The one that stood out for me the most however was his use of what I have lovingly started to call the ‘Bryan Danielson Stomp of Certain Death’.
Up until this point in the match, Yuta had used primarily ‘wrestling moves’ when Moxley allowed him, and indeed this moment was preceded by a lovely Angle-Slam-esque manoeuvre from the relative rookie. But as Yuta smeared his own blood across his chest, it immediately felt like something was about to dramatically change in his life, and those stomps delivered exactly that.
Holding the prone Moxley by the arms, Yuta didn’t perform an accurate kick to the head. Instead, learning from Danielson’s destruction of Trent earlier in the night, he inflicted flailing kick after flailing kick to the cheeks, chin, neck, chest and shoulder of the Death Rider.
Basically if it was attached to Moxley’s upper body, Yuta was thumping his heel into it, and the arena rightly came unglued at the pure glorious violence of it all. Kindly but terrifying uncle William Regal could not fail to be impressed.
An honourable mention to Swerve Strickland hitting a bloody moonsault off Keith Lee’s chest, because something that awesome certainly deserves at least a mention, but really this week was about Wheeler Yuta. Long may his tenure in the Blackpool Combat Club continue.
MVP of the Week (by Trish):
Return of the Mox.
Jon Moxley’s return to AEW on January 19th may have been one of the most important moments in the promotion’s year so far.
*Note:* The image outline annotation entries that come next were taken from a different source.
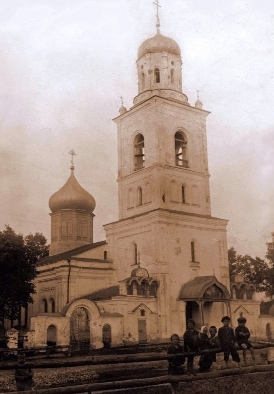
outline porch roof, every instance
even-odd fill
[[[185,301],[199,300],[222,302],[230,299],[227,288],[214,275],[196,277],[183,285],[179,296],[179,300]]]

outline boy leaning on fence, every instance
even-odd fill
[[[26,356],[25,353],[20,353],[18,356],[18,364],[14,370],[14,378],[16,384],[17,391],[27,391],[32,387],[32,377],[33,372],[30,368],[22,368],[25,364]]]

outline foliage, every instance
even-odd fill
[[[253,259],[249,254],[238,254],[234,248],[230,248],[228,252],[230,276],[242,275],[245,282],[254,285],[257,291],[264,291],[270,296],[271,268],[268,263],[259,257]]]
[[[33,302],[35,263],[48,254],[41,233],[24,237],[9,226],[0,231],[0,323],[18,318],[21,307]]]

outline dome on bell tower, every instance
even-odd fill
[[[74,167],[70,168],[71,173],[65,185],[49,199],[50,210],[54,212],[61,209],[81,209],[92,212],[95,200],[78,183],[73,173]]]
[[[155,53],[158,52],[169,52],[181,56],[181,49],[176,41],[162,35],[158,31],[154,37],[146,40],[140,45],[138,50],[138,58],[140,59],[147,53]]]

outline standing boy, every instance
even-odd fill
[[[246,350],[250,350],[251,353],[252,359],[254,366],[256,366],[256,359],[255,357],[255,352],[254,349],[249,341],[250,333],[249,330],[245,326],[246,319],[241,317],[237,319],[238,326],[235,328],[235,336],[237,342],[239,346],[243,349],[243,356],[244,357],[244,362],[245,366],[246,366]]]
[[[18,362],[19,365],[16,365],[14,370],[17,391],[27,391],[31,390],[32,387],[33,372],[30,368],[22,367],[22,365],[25,364],[25,353],[20,353],[18,356]]]
[[[176,354],[184,352],[184,348],[179,345],[180,338],[178,334],[172,334],[170,337],[171,343],[167,348],[168,354]],[[181,375],[184,373],[185,358],[177,356],[174,358],[168,359],[168,375]]]
[[[224,361],[225,361],[225,366],[227,367],[229,353],[230,353],[233,361],[238,363],[239,367],[241,368],[240,357],[236,349],[236,337],[233,329],[229,327],[230,318],[228,316],[224,316],[221,321],[224,325],[219,329],[218,336],[221,347],[224,351]]]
Arguably the company’s biggest TV draw then had to re-discover his way with what must have felt like an entirely new body; adjusting to his lower weight base without compromising on his hard hitting style. Now just three months into his comeback, the Cincinnati native is back up to his previous in-ring standard, delivering his signature captivating promos and making stars out of younger performers.
This week’s matchup with Wheeler Yuta felt like a throwback to the Darby Allin title defence of July 2020, where the match structure and the perfectly placed babyface comebacks given to the younger man meant that Yuta was only propelled forwards, even in defeat.
It is this type of selflessness from a current main eventer that is invaluable to a promotion whose long-term future will depend on the stars they build just as much (if not more) than capitalising on its current leading names. That’s why Jon Moxley is my MVP of the week.